Local businesses can contribute to SDGs…through procurement and CSI


Edgar Brandt

Windhoek-Estimates indicate that an investment of US$2 trillion to US$3 trillion a year will be required to realise the 17 Sustainable Development Goals (SDGs) adopted by the United Nations (UN) at the beginning of 2016, which all UN members subscribed to, including Namibia.

Yesterday, the Namibia Chamber of Commerce and Industry (NCCI) conducted a forum where businesses were encouraged to contribute to the SDGs.

The potential areas in which they could contribute include aligning their business operations, specifically their procurement budgets and corporate social investments, to activities that could have a maximum impact on the attainment of these SDGs, for which the UN has set a target date of 2030.

“The private sector is therefore urged to spend more of its procurement budgets on local suppliers, especially small and medium-sized enterprises as well as those in rural areas, where they make a significant impact on the living standards of local communities,” a director of the NCCI Theo Mberirua said.

The SDGs follow the UN’s Millennium Development Goals (MDGs), which were agreed on by world leaders at the turn of the century.

The United Nations Development Programme’s resident representative, Kiki Gbeho, said the MDGs received a mixed score, but described them as being largely successful.

She pointed out that during the 15 years of MDGs, the initiative managed to reduce the number of hungry people in the world from 15 percent to 11 percent.

Between 2002 and 2012, the MDGs halved the proportion of people living in extreme poverty, and the number of the world’s workers living on less than US$1.90 a day declined from 28 percent to 10 percent.

“This agenda (the SDGs) is meant to end poverty and inequality; protect the planet; and ensure prosperity for all.

“Arriving at this agenda was a bottom up consultative process where over 7 million people and institutions (including the private sector) were consulted. The SDGs therefore represent the aspirations of the world and its people,” Gbeho said.

She noted that since independence, Namibia had logged many successes, such as being classified an upper middle-income country by the World Bank, and achieved one of the fastest reductions in poverty on the continent (from 69 percent to 18 percent).

In addition, the Mo Ibrahim Index of African Governance ranked Namibia number five in Africa overall.

The country ranked number one in Africa in the provision of education; number four in terms of gender parity in parliament and number one in Africa on press freedom.

Namibia had an open economy with good quality infrastructure and was a country that had managed to reduce inequality while growing its gross national income.

However, despite these successes, the country is still one of the most unequal countries in the world with a Gini coefficient of 5.4.

“And we know, that a one percent increase in income in the most unequal countries, produces a mere 0.6 percent reduction in poverty, while in the most equal countries, it could yield up to a 4.3 percent decrease in poverty,” she said.

“What is clear is that the global development agenda is also relevant to Namibia. What is also clear is that this agenda cannot be tackled by any one entity alone, including government.

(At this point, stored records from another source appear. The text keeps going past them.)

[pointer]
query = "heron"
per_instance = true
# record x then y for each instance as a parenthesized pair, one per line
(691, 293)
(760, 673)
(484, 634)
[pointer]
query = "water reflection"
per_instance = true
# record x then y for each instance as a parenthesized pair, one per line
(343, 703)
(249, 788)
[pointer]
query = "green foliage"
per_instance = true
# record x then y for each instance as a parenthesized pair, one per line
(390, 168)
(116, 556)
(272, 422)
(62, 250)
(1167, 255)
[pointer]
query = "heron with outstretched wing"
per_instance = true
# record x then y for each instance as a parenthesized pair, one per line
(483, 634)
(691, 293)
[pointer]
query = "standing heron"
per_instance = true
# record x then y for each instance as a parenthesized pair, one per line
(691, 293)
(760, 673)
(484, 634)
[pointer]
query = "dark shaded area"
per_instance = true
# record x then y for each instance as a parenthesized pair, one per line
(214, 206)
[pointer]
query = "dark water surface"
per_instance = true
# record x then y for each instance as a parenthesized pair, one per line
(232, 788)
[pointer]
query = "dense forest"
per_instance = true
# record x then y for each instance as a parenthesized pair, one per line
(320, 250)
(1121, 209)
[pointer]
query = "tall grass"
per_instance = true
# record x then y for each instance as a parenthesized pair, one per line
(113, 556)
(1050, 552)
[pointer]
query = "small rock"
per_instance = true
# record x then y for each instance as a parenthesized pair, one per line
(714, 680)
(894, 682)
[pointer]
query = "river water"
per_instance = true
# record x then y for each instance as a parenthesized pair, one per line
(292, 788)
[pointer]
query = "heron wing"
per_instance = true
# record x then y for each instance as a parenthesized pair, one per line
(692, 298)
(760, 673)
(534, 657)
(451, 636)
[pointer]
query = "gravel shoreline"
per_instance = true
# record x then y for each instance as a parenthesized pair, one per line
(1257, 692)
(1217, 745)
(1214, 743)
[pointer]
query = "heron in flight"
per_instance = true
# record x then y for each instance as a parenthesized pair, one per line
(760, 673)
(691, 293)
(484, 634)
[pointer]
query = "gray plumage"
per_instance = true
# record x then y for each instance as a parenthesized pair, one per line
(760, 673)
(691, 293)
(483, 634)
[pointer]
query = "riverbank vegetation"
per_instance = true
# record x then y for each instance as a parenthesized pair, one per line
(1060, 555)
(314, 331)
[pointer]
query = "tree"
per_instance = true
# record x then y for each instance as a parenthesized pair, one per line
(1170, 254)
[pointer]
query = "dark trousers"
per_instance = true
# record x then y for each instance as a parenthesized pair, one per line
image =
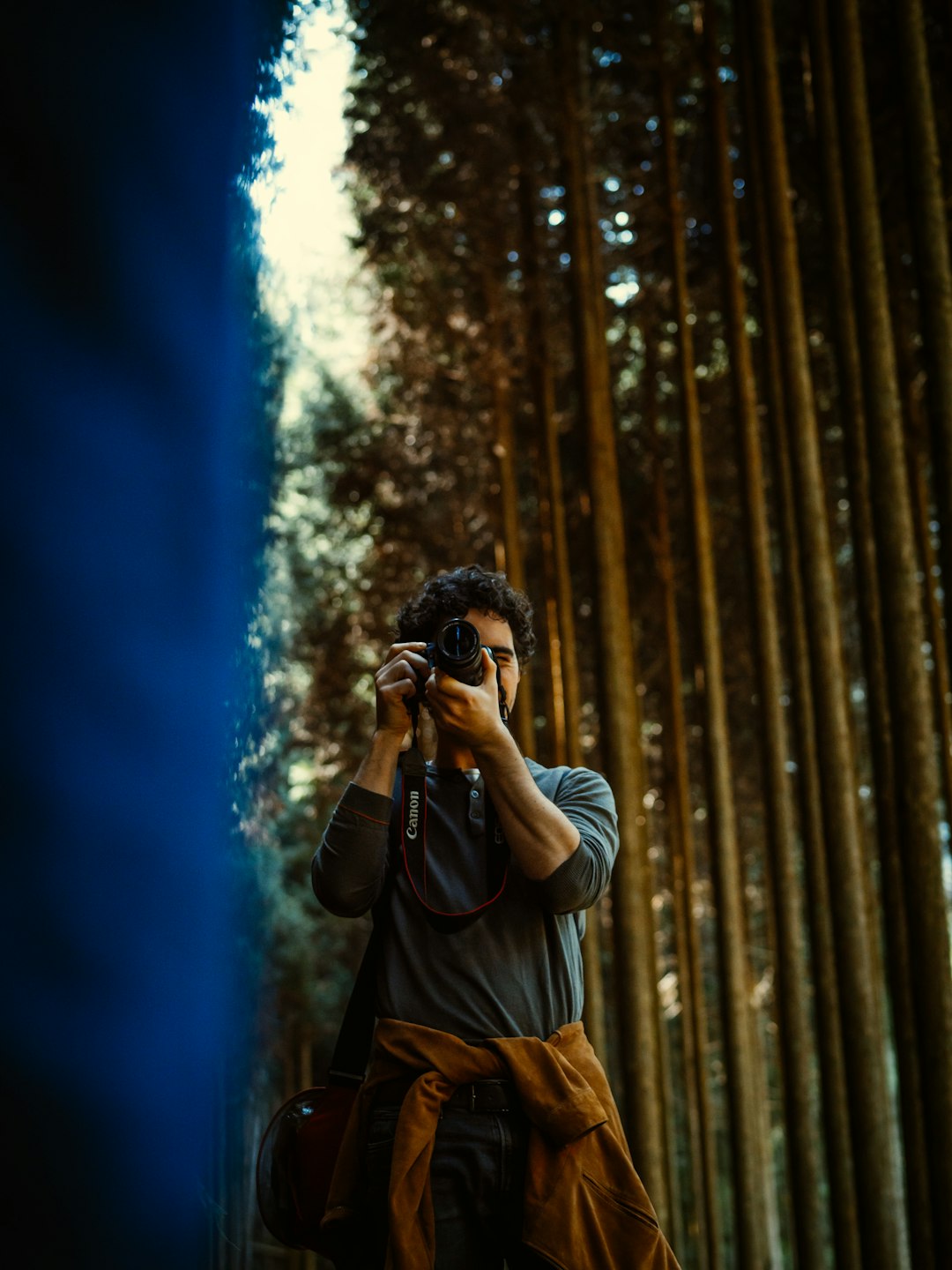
(478, 1177)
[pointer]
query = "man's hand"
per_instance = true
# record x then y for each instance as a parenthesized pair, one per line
(397, 681)
(467, 714)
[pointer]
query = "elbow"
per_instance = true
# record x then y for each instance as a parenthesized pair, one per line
(337, 900)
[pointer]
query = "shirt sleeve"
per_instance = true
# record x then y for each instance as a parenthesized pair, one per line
(585, 799)
(351, 863)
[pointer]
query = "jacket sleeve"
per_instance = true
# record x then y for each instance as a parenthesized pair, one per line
(585, 799)
(349, 866)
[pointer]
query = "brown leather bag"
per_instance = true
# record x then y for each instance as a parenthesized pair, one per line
(300, 1147)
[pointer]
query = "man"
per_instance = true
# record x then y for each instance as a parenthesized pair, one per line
(487, 1132)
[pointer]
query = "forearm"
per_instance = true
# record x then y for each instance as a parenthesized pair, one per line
(377, 771)
(539, 834)
(348, 868)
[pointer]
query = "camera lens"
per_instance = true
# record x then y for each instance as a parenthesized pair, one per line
(460, 652)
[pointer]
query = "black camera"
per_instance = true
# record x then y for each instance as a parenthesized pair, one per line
(457, 651)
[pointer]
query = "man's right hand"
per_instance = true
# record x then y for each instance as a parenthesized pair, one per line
(397, 683)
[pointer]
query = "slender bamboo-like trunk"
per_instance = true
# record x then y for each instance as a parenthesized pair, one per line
(636, 975)
(792, 995)
(932, 253)
(861, 1001)
(504, 450)
(740, 1053)
(853, 415)
(703, 1229)
(564, 657)
(836, 1113)
(917, 768)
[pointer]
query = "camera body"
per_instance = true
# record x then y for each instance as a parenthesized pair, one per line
(457, 651)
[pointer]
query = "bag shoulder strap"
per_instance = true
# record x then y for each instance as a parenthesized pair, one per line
(348, 1064)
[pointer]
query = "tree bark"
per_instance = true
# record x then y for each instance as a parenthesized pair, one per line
(524, 716)
(636, 973)
(834, 1104)
(796, 1024)
(917, 768)
(931, 222)
(853, 419)
(861, 1002)
(740, 1052)
(703, 1229)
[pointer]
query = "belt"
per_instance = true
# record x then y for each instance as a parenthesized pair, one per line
(475, 1096)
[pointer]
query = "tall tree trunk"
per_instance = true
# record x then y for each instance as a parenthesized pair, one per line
(925, 175)
(861, 992)
(836, 1111)
(560, 605)
(636, 975)
(740, 1052)
(504, 450)
(917, 770)
(853, 419)
(703, 1229)
(796, 1024)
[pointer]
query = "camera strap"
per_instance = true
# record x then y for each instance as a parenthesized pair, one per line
(413, 819)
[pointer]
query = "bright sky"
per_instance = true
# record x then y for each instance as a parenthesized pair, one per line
(305, 213)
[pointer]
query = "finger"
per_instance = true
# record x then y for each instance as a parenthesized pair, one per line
(397, 649)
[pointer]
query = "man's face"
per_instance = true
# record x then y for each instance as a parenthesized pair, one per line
(498, 638)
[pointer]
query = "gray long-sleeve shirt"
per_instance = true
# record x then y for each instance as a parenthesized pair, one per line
(517, 969)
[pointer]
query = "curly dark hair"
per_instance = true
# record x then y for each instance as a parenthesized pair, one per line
(455, 594)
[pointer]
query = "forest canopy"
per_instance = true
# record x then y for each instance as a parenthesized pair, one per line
(661, 326)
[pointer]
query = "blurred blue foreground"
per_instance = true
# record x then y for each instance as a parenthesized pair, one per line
(130, 534)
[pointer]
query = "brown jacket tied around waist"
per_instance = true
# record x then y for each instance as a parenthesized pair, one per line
(585, 1206)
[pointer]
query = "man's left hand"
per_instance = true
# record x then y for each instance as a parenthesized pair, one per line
(469, 714)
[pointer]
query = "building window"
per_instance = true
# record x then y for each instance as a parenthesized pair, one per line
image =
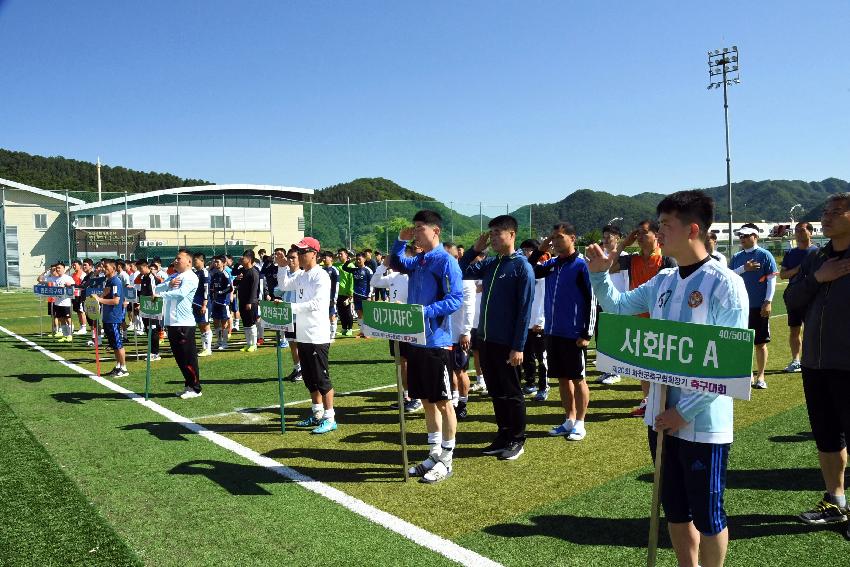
(217, 221)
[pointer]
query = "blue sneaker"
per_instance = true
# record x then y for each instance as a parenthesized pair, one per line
(308, 422)
(325, 426)
(541, 395)
(561, 430)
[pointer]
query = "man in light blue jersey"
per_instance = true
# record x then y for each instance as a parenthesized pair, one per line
(698, 425)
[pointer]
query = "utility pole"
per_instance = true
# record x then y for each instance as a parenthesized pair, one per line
(725, 62)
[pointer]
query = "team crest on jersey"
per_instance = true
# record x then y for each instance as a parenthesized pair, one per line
(694, 299)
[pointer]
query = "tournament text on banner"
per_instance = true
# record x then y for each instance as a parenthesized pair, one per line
(702, 358)
(150, 307)
(401, 322)
(276, 314)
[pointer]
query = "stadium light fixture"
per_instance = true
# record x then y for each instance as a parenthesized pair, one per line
(721, 64)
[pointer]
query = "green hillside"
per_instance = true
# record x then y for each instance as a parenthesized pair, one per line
(59, 173)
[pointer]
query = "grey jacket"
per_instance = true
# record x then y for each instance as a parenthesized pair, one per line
(826, 333)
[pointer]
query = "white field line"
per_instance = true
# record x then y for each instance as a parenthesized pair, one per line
(422, 537)
(249, 411)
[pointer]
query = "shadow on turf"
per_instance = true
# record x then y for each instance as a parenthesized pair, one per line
(799, 479)
(797, 438)
(632, 532)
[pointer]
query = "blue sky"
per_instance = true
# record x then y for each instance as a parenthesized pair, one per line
(465, 101)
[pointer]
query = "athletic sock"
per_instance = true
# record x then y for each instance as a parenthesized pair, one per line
(840, 501)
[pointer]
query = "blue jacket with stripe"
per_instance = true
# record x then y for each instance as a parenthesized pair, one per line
(434, 281)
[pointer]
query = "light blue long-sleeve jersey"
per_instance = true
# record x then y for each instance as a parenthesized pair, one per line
(712, 295)
(177, 302)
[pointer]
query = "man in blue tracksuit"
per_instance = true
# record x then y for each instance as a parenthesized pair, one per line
(569, 310)
(502, 328)
(434, 281)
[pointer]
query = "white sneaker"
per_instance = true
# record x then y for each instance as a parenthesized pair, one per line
(611, 379)
(438, 473)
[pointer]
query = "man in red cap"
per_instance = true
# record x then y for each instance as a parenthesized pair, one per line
(312, 300)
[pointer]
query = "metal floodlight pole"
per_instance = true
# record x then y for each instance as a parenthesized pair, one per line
(68, 221)
(725, 62)
(126, 222)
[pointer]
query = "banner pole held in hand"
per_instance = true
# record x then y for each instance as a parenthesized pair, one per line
(655, 517)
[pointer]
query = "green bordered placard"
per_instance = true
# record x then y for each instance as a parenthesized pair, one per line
(92, 308)
(703, 358)
(150, 307)
(394, 321)
(277, 315)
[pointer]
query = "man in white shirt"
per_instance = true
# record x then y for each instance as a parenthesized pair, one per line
(177, 293)
(311, 286)
(461, 333)
(62, 306)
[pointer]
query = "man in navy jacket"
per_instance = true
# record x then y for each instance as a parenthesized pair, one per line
(502, 327)
(434, 281)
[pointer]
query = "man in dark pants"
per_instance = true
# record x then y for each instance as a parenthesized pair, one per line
(505, 311)
(820, 290)
(177, 293)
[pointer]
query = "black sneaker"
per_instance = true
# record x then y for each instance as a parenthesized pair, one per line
(497, 447)
(460, 411)
(513, 451)
(824, 513)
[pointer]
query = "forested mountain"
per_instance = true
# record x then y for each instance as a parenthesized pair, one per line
(59, 173)
(379, 206)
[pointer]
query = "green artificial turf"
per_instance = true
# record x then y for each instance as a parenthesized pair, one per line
(44, 518)
(562, 503)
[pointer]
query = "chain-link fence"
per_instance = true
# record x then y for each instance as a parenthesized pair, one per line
(131, 226)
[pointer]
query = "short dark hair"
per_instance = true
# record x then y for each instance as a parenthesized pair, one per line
(565, 227)
(612, 229)
(653, 224)
(427, 216)
(692, 207)
(503, 222)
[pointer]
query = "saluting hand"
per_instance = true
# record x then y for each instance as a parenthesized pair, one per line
(597, 259)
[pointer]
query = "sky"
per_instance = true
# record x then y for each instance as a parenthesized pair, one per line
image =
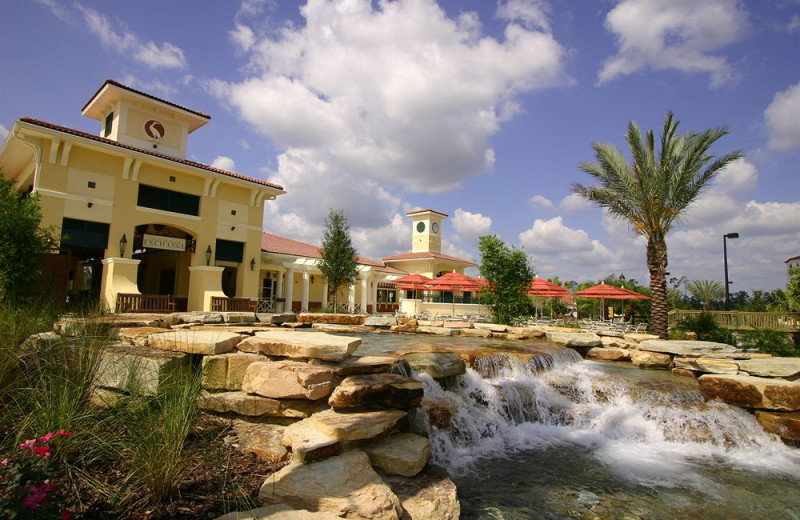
(479, 109)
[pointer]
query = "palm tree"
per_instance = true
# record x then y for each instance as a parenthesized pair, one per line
(654, 190)
(706, 291)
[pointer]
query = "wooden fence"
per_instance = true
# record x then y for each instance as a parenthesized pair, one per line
(737, 320)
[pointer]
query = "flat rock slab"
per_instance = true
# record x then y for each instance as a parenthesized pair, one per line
(301, 345)
(784, 425)
(137, 370)
(575, 339)
(387, 390)
(262, 439)
(288, 380)
(708, 365)
(354, 365)
(403, 454)
(431, 495)
(339, 319)
(609, 354)
(785, 368)
(279, 512)
(249, 405)
(752, 392)
(345, 485)
(204, 342)
(438, 365)
(226, 371)
(685, 348)
(329, 432)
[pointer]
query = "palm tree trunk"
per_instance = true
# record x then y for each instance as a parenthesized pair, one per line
(657, 265)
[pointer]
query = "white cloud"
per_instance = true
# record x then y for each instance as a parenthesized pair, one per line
(783, 119)
(531, 13)
(121, 40)
(574, 202)
(542, 202)
(470, 226)
(368, 99)
(680, 35)
(224, 163)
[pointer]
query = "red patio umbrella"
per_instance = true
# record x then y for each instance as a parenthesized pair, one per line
(610, 292)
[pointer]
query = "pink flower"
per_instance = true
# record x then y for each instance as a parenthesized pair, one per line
(36, 496)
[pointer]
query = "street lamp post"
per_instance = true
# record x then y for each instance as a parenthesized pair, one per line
(725, 259)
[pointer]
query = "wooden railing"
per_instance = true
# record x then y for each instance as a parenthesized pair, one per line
(737, 320)
(223, 304)
(144, 303)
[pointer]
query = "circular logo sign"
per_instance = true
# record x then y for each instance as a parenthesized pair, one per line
(154, 129)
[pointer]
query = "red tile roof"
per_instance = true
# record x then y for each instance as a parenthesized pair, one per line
(423, 255)
(145, 94)
(186, 162)
(272, 243)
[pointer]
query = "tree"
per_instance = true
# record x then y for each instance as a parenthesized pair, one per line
(23, 243)
(339, 264)
(654, 190)
(706, 291)
(509, 275)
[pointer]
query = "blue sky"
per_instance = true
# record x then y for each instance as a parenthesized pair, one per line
(475, 108)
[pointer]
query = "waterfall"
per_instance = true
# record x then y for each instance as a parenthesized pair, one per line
(643, 426)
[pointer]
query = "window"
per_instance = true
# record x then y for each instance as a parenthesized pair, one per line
(82, 233)
(168, 200)
(109, 124)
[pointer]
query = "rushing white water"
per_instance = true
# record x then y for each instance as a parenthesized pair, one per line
(642, 430)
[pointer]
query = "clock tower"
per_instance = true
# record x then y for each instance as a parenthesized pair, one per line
(426, 231)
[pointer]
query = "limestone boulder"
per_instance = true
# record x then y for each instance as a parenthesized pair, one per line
(137, 370)
(784, 425)
(438, 365)
(784, 368)
(339, 319)
(274, 318)
(288, 380)
(354, 365)
(684, 348)
(387, 390)
(226, 371)
(250, 405)
(431, 495)
(382, 322)
(574, 339)
(403, 454)
(437, 331)
(476, 333)
(708, 365)
(330, 432)
(608, 354)
(303, 345)
(205, 342)
(262, 439)
(752, 392)
(492, 327)
(644, 359)
(345, 485)
(279, 512)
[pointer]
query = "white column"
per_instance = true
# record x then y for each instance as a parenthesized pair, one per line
(364, 294)
(289, 289)
(351, 298)
(304, 300)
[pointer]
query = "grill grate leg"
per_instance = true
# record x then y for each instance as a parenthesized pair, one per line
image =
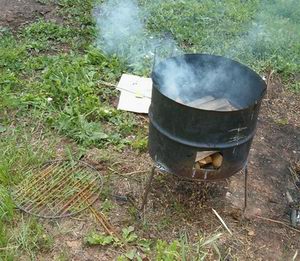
(148, 187)
(246, 188)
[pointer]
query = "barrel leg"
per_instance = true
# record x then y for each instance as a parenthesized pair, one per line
(148, 187)
(246, 187)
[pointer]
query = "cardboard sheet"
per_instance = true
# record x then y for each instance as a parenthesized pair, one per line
(135, 93)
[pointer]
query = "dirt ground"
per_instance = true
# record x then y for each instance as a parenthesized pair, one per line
(176, 206)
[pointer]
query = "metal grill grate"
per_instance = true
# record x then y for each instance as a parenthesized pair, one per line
(58, 189)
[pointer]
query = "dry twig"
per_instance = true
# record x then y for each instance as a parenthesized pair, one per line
(222, 221)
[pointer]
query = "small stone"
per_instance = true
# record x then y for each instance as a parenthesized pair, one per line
(251, 233)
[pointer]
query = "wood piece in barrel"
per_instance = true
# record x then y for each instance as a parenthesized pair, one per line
(203, 154)
(216, 105)
(217, 160)
(198, 102)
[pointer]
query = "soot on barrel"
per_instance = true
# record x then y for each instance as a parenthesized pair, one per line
(203, 115)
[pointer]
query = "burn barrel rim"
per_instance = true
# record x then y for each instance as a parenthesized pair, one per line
(258, 82)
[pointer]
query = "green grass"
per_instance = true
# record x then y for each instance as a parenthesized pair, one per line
(49, 84)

“New partnerships will need to be forged if progress is to be made. We need to foster a new era of collaboration and we believe the private sector has a unique opportunity to embrace this development agenda and recognise it as a driver of sustainable business strategies, innovation and investment decisions,” Gbeho continued.

The United Nations estimates that by 2050, the world will need to produce twice as much food as it produced in the year 2000, but with the same amount of land and using less water.

The world through the Paris Agreement has called for a rapid transition to a low carbon world, calling for clean ways of generating energy and innovation in the way it builds and operates its transport systems. The estimates of the financial resources required to address Africa’s infrastructure needs currently stand at US$93 billion a year.

Achieving the SDG goals, therefore also offered economic and investment opportunities for business.

The private sector, she said, was known for its efficiency, innovation and talent and could come to the table to make the world a better place.